May be described differently depending on a variety of factors including:
- Genetics
- Age
- Gender
- The physical environment
- Time variations
What are the 2 types of diagnostic tests?
qualitative or quantitative
Describe qualitative tests. Provide an example
For qualitative observations, a test is either POSITIVE (abnormal) or NEGATIVE (normal).
-> E.g. If a patient is suspected of intestinal bleeding, stool samples can be tested for the presence (positive) or absence (negative) of blood
Describe quantitative tests
Quantitative tests measure QUANTITIES (amounts or numbers).
- > Measurements can be:
1. normal in the absence of disease – TRUE NEG
2. abnormal in the presence of disease – TRUE POS
3. abnormal in the absence of disease – FALSE POS
4. normal in the presence of disease – FALSE NEG
What is the use of clinical tests?
To confirm the presence of a disease or further the diagnostic process.
Differentiate between sensitivity and specificity
- Sensitivity: the probability of correctly identifying a case of high risk jobs.

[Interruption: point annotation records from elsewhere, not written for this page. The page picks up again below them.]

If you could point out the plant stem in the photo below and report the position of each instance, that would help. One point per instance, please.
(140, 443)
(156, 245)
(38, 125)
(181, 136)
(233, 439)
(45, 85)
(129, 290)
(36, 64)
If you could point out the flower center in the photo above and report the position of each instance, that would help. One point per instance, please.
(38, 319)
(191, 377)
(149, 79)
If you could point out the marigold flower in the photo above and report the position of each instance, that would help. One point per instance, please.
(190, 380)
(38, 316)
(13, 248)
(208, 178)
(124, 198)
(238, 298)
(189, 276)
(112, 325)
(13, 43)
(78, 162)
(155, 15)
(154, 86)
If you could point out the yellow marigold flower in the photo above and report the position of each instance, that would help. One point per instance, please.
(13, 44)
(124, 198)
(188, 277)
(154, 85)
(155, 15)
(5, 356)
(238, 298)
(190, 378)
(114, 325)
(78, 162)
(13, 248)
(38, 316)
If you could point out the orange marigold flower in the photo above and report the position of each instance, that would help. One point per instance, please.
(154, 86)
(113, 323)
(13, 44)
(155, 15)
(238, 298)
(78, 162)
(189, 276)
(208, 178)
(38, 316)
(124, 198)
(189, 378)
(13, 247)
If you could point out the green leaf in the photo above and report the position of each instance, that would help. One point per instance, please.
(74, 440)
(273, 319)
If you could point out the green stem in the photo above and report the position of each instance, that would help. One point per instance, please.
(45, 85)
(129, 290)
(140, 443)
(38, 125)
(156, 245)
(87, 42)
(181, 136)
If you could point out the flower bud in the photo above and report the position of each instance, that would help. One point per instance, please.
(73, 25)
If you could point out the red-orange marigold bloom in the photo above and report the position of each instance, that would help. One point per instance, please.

- > It is the proportion of truly risky jobs in the screened jobs
- > TP/ (TP+FN) - Specificity: the probability of correctly identifying low risk jobs.
It is the proportion of truly low risk jobs in the screened jobs
TN/ (TN+FP)
Differentiate between positive and negative predictive value
- Positive Predictive Value: the proportion of those jobs identified as being high risk by the screening tool that really are high risk.
- > TP/ (TP+FP) - Negative Predictive Value: The proportion of jobs identified as being low risk that really are low risk.
- > TN/(TN+FN)
What is the purpose of tests
to determine who has disease and who does not.
Tests vary in their ability to discriminate between presence and absence of disease. What does it mean when a test has high predictive value vs. low predictive value
- High predictive value – many true positive or negative results; few false positive or negative results
- Low predictive value – many false positive or negative results; few true positive and negative results
When considering the risk associated with a certain factor, it is important to know whether one is dealing with ______ risk or ______ risk.
- Absolute
2. Relative
What is absolute risk
- Given without any context
- Not compared with any other risk
- Example: A non-smoker has a 1 in 100 chances of getting lung cancer
- > Also called a 1% risk or a 0.01 risk
What is relative risk
- A comparison of 2 risk levels (of 2 different populations, usually one is a control group)
- Ratio of the 2 associated absolute risks
- RR of 1 means two absolute risks are equal.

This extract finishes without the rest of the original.